7. Return the generated query

The above approch is implemented in QueryGenerator class. After converting the Path Query given above, we will get the following Cypher query.
MATCH (gene :Gene),
(gene)-[gene_chromosomelocation:LOCATED_ON]-()
WHERE NOT (gene_chromosomelocation.start <= 14619002 AND gene_chromosomelocation.end >= 14615435 AND ()-[gene_chromosomelocation]-(:Chromosome {primaryIdentifier:'2L'}))
RETURN gene.primaryIdentifier
ORDER BY gene.primaryIdentifier ASC
RESTful API

Note - The REST API code is in intermine-neo4jwebapp sub-project of the intermine/neo4j repository.
InterMine-Neo4j API

The InterMine-Neo4j API is developed using Jersey and is documented using Swagger.

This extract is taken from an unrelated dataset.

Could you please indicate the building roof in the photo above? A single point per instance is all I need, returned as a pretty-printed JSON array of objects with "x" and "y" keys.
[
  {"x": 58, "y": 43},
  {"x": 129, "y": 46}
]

The InterMine-Neo4j API can be explored via Swagger UI at intermine-neo4jwebapp.herokuapp.com. There are two major endpoints in the API so far,

query/cypher - This returns the Cypher equivalent of any Path Query.
query/results - This endpoint returns the results of a Path Query by converting it into Cypher and running that Cypher against InterMine-Neo4j Graph.

API Response

We have kept InterMine-Neo4j API JSON response exactly similar to the InterMine API response. This would ensure that the applications that consume existing InterMine API can work seamlessly with the new API. The API response is being created manually in QueryResult class.
Conclusion

Contributing to InterMine this summer has been an amazing experience. It was my first time working on a project with a global team of experienced developers. I have got a chance to explore the latest technologies like Neo4j, Jersey, Gradle, Swagger etc.
I am grateful to my mentors Sam, Vivek and Daniela, for their guidance, direction and support throughout the summer. It is only because of their support and encouragement that I could complete this project. The entire InterMine community is welcoming and friendly. Overall it was a great learning experience!